Moderate hypothermia (body temp has decreased even further to 83-88 degrees Fahrenheit)
Physical symptoms: At this point, your body is no longer getting anything out of shivering so it stops. Your speech is very slow and you probably sound like you’re drunk when you try and talk. Your muscles have become very stiff and your heart rate and breathing has decreased dramatically. Because your breathing has slowed, less oxygen is getting to your tissues which results in less body heat being produced. If you’re still in the water at this point, the likelihood of you breathing in water (and drowning) has increased because your cough reflex is no longer functioning.
Mental symptoms: You’re operating under pure confusion right now and probably feel like taking a nap.
Severe hypothermia (body temp is now below 82 degrees Fahrenheit)

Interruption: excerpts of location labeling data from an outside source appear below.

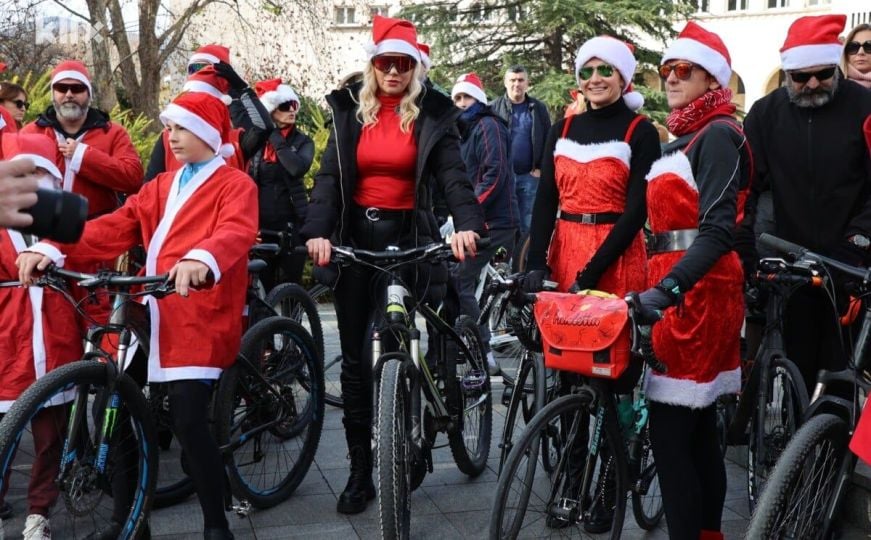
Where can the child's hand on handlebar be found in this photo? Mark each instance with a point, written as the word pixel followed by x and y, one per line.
pixel 27 262
pixel 463 241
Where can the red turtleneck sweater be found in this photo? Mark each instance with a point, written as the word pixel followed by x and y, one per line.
pixel 386 161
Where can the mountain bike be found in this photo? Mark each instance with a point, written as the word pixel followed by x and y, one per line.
pixel 418 396
pixel 617 458
pixel 810 479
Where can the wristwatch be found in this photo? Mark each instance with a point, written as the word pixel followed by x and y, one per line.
pixel 860 241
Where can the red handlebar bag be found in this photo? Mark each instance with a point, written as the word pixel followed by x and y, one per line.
pixel 584 333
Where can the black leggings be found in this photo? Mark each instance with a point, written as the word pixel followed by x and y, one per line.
pixel 691 471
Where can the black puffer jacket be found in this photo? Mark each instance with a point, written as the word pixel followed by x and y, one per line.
pixel 438 160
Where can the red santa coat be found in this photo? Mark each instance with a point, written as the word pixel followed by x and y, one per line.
pixel 38 328
pixel 105 163
pixel 212 220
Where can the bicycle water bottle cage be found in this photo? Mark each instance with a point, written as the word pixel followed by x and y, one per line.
pixel 586 334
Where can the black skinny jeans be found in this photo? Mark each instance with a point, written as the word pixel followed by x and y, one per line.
pixel 692 475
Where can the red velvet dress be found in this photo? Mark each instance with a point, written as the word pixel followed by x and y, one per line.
pixel 591 179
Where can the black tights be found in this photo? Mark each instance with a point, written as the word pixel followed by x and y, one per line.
pixel 692 475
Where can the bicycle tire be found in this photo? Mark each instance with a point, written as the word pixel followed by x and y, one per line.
pixel 521 477
pixel 767 443
pixel 811 462
pixel 467 391
pixel 522 406
pixel 393 451
pixel 646 495
pixel 246 412
pixel 322 297
pixel 82 487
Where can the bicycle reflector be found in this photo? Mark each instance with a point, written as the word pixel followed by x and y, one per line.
pixel 586 334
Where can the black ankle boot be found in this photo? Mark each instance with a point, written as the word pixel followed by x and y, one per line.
pixel 359 489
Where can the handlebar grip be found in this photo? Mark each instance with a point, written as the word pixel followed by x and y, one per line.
pixel 781 245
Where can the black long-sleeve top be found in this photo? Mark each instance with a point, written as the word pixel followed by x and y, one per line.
pixel 607 124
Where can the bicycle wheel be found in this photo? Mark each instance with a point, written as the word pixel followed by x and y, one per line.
pixel 323 298
pixel 393 451
pixel 83 472
pixel 522 405
pixel 532 503
pixel 646 495
pixel 782 405
pixel 269 411
pixel 467 395
pixel 796 503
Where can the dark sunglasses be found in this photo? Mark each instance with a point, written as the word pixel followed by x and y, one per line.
pixel 682 70
pixel 604 70
pixel 288 106
pixel 854 46
pixel 821 75
pixel 196 66
pixel 384 63
pixel 75 88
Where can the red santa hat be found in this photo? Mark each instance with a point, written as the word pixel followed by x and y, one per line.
pixel 813 41
pixel 424 55
pixel 203 115
pixel 619 54
pixel 41 150
pixel 72 69
pixel 209 82
pixel 393 36
pixel 469 84
pixel 704 48
pixel 211 54
pixel 273 93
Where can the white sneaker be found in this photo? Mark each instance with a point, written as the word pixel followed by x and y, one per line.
pixel 36 527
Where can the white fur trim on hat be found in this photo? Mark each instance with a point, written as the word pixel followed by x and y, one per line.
pixel 271 100
pixel 699 53
pixel 805 56
pixel 41 162
pixel 195 124
pixel 72 74
pixel 465 87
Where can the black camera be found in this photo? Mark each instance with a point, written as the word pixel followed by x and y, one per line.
pixel 57 215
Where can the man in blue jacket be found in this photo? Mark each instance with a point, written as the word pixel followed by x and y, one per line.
pixel 485 151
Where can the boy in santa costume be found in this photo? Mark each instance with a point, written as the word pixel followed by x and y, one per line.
pixel 195 222
pixel 38 333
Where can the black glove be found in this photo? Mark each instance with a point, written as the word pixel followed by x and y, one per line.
pixel 533 281
pixel 651 303
pixel 227 72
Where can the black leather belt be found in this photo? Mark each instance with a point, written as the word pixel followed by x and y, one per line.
pixel 590 219
pixel 678 240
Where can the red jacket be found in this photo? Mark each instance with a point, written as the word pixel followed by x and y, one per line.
pixel 104 164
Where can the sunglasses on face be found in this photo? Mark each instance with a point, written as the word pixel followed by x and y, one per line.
pixel 821 75
pixel 681 70
pixel 854 46
pixel 288 106
pixel 75 88
pixel 384 64
pixel 604 70
pixel 193 68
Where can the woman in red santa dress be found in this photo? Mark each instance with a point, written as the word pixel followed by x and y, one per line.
pixel 38 333
pixel 695 196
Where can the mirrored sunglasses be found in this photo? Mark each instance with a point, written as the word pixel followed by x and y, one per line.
pixel 682 70
pixel 385 63
pixel 604 70
pixel 804 76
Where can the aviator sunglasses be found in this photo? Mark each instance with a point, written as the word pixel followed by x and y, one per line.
pixel 384 63
pixel 604 70
pixel 821 75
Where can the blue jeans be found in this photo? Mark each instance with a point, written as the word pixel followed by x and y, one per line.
pixel 525 185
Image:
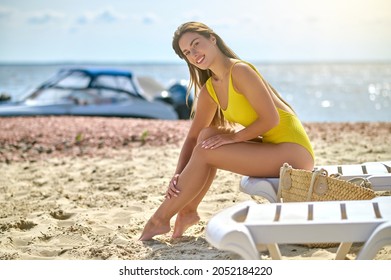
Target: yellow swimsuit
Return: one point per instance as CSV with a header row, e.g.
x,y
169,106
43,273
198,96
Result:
x,y
239,110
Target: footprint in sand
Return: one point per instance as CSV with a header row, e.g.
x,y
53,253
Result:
x,y
61,215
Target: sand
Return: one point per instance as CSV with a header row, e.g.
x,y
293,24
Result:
x,y
79,188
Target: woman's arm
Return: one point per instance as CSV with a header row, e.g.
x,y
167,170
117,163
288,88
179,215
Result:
x,y
204,113
247,81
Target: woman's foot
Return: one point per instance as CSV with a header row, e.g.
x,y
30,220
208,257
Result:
x,y
154,227
183,222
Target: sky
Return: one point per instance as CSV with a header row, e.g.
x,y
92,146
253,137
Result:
x,y
123,31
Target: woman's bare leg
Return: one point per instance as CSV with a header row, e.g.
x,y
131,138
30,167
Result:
x,y
188,216
252,159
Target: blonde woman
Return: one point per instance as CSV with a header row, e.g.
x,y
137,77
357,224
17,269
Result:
x,y
228,91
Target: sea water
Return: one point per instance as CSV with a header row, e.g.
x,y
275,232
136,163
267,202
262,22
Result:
x,y
318,92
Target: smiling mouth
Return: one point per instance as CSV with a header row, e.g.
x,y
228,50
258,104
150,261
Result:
x,y
200,60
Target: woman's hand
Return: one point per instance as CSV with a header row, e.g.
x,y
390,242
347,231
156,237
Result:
x,y
172,189
218,140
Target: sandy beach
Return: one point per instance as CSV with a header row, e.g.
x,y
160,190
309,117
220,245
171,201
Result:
x,y
82,188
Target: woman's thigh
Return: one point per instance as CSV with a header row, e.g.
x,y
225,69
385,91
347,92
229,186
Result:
x,y
256,159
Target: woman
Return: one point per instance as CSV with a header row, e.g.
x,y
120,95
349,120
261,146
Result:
x,y
230,91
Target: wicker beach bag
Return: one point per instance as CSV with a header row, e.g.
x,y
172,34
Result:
x,y
298,185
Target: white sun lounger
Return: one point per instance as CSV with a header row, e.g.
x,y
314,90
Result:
x,y
378,173
245,227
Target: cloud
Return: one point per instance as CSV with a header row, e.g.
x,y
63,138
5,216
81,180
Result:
x,y
45,17
107,15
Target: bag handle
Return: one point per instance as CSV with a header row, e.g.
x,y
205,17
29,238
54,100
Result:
x,y
285,181
318,183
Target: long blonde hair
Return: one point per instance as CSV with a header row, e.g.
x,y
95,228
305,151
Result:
x,y
198,77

Physical symptoms: At this stage you’re dangerously teetering on the edge of the point of no return. Your heart rate will be extremely slow and your breathing will be very shallow and less stable. Your teammates will probably think you’re dead based on physical appearance. Drowning is a very likely and very real possibility if you’re still in the water. Even if your teammates were able to get you up on to the hull, waves can still present a threat to water entering your nose and/or mouth.
Mental symptoms: You’re unconscious.
How long will it take for these symptoms to set in?
This all depends on the water temperature. The colder it is though, the more rapidly the onset of symptoms will be. According to USRowing, if it’s under 32 degrees you could be unconscious in as little as 15 minutes. In water that’s around 40-50 degrees, it could be up to an hour before you reach unconsciousness. It’s important to remember that just because you’re out of the water once you’re on the launch or back on land doesn’t mean you’re safe from the effects of hypothermia, especially if you’re still in wet clothes.
Check out this video. Some of the stuff doesn’t necessarily apply to rowing (basically everything involving life jackets) but overall it does a pretty good job of communicating the dangers of being submerged in cold water. (I promise, it’s not super corny or anything and is only ten minutes long.)
So, moral of the story is this: stay out of the water but if for whatever reason you end up in the water, make sure everyone is accounted for, try to get the attention of your coaches, keep everyone talking, and watch for signs of hypothermia in yourself and your teammates. Also, bring up the subject of water safety with your coaches and have them go over it with everyone if they haven’t already. It’s important stuff that everybody needs to know.